Design principles

These overarching principles guide technical and governance decisions. They are fundamental and can only be changed through community consensus, based on a thorough impact assessment.

Each principle has a name, a rationale, and potential implementation examples or guidelines.

1. Never trust the services

A major goal of Open Terms Archive is to enable assessing the loyalty of services towards their end users. Since loyalty is not assumed, trust can not be warranted.

Cases

Several services have been observed:

  • blocking an IP or a user agent randomly;
  • pretending to encounter technical errors (500, 502…) instead of being explicit about their intention (robots.txt, 403…);
  • to not reflect actual updates in the “last update” date of their contractual documents;
  • changing the content of the same page based on user agent properties or source IP geolocation. When one accesses a supposedly already regionalized policy according to the URL, but gets a different content based on geolocation without any information nor ability to access other regional policies, we consider it misleading and disloyal.

Examples of consequential choices

  • Do not use “last update” date in documents or headers for metadata.
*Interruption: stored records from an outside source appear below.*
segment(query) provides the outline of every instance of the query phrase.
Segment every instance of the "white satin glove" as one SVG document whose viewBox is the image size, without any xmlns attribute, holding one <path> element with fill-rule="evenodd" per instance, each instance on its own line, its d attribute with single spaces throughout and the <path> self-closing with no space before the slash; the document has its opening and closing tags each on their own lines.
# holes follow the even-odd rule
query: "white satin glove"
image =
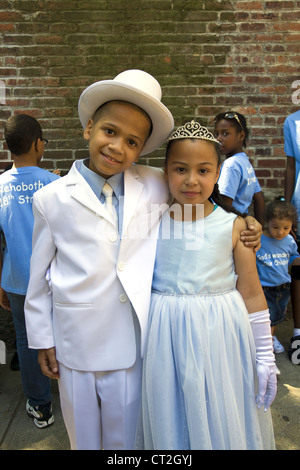
<svg viewBox="0 0 300 470">
<path fill-rule="evenodd" d="M 270 328 L 269 310 L 249 314 L 256 347 L 256 370 L 258 379 L 258 409 L 264 410 L 271 406 L 277 393 L 277 377 L 275 373 L 275 356 Z"/>
</svg>

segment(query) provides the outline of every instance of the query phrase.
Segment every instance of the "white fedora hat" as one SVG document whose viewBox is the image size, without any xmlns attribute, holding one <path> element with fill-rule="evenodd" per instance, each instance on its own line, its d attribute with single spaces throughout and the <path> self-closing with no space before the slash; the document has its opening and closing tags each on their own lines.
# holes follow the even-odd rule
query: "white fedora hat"
<svg viewBox="0 0 300 470">
<path fill-rule="evenodd" d="M 78 114 L 85 129 L 97 109 L 108 101 L 121 100 L 142 108 L 152 121 L 152 132 L 141 155 L 147 155 L 162 145 L 171 134 L 174 119 L 161 102 L 158 81 L 143 70 L 126 70 L 113 80 L 101 80 L 86 88 L 78 102 Z"/>
</svg>

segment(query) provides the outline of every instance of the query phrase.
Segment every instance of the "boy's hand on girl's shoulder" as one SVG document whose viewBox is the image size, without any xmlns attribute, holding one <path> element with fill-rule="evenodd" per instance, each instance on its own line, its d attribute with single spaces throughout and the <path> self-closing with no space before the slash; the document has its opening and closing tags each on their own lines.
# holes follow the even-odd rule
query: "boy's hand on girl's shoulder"
<svg viewBox="0 0 300 470">
<path fill-rule="evenodd" d="M 50 379 L 59 379 L 55 348 L 39 349 L 38 362 L 44 375 Z"/>
<path fill-rule="evenodd" d="M 253 247 L 256 253 L 261 247 L 260 239 L 262 236 L 262 226 L 251 215 L 247 215 L 244 220 L 248 230 L 241 232 L 241 240 L 244 242 L 245 246 Z"/>
</svg>

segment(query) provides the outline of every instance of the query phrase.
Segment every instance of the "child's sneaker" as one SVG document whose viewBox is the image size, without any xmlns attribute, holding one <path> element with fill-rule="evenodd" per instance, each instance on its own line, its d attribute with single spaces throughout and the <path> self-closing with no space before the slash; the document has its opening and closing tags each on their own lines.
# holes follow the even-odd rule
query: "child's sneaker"
<svg viewBox="0 0 300 470">
<path fill-rule="evenodd" d="M 54 423 L 51 403 L 47 403 L 47 405 L 31 406 L 29 400 L 27 400 L 26 411 L 28 416 L 33 418 L 33 422 L 38 428 L 46 428 Z"/>
<path fill-rule="evenodd" d="M 276 336 L 273 336 L 273 348 L 274 348 L 274 353 L 275 353 L 275 354 L 280 354 L 280 353 L 283 353 L 283 351 L 284 351 L 284 347 L 283 347 L 282 344 L 278 341 L 278 339 L 276 338 Z"/>
<path fill-rule="evenodd" d="M 278 369 L 278 367 L 277 367 L 276 364 L 275 364 L 275 374 L 276 374 L 276 375 L 280 375 L 280 374 L 281 374 L 281 372 L 280 372 L 280 370 Z"/>
</svg>

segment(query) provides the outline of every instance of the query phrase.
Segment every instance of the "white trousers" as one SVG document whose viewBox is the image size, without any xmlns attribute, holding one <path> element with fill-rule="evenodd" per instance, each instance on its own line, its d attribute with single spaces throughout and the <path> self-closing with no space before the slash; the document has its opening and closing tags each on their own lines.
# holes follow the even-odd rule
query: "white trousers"
<svg viewBox="0 0 300 470">
<path fill-rule="evenodd" d="M 132 450 L 141 397 L 142 360 L 111 372 L 59 364 L 61 409 L 72 450 Z"/>
<path fill-rule="evenodd" d="M 133 450 L 141 404 L 140 327 L 137 354 L 124 370 L 82 372 L 59 364 L 59 394 L 72 450 Z"/>
</svg>

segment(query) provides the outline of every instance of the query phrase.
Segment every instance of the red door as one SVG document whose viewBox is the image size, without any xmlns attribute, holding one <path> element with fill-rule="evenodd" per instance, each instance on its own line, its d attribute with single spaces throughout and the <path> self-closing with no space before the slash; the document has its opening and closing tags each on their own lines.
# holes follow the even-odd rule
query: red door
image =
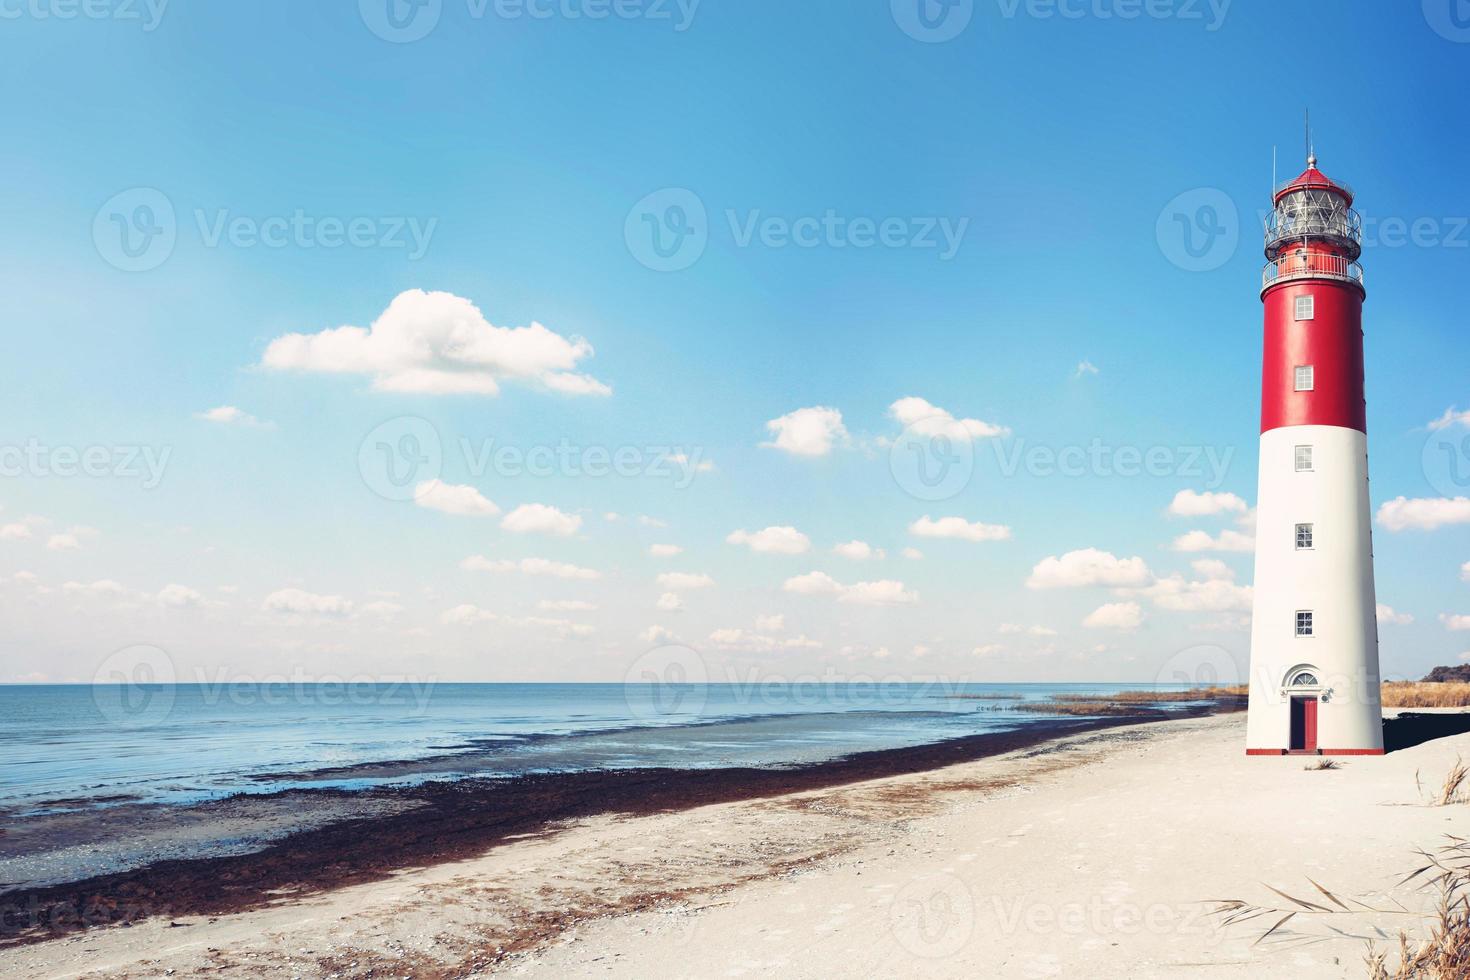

2. Do not require trust in maintainers

Open Terms Archive maintainers should not need to be trusted by users more than the services it enables assessing.

Cases

  • Collections can be unmaintained.
  • Maintainers can filter out content that could be relevant from the perspective of other maintainers.
  • A server can encounter technical problems and miss updates.

Examples of consequential choices

  • Always keep an untouched snapshot of the source documents.
  • Use cryptographic signatures to ensure the database can be authenticated.
  • Enable terms collection to be replicated by anyone.
  • Support duplication across collections as this increases the resilience of the network. It will be up to reusers to decide which source they prefer in case of divergence.

3. Obtain documents like a user would

In order to guarantee legal relevance, source documents should only be ones that end users of the service are themselves receiving. Following principle 1, technical workarounds to obtain some version of the source documents that are more easily handled by machines cannot be trusted to have the same content as the ones intended for end users.

Cases

  • Accessing the same URL from a differently geolocated IP address will change the contents in some services.

Examples of consequential choices

  • Scrape HTML even if one could obtain the contractual content from an API.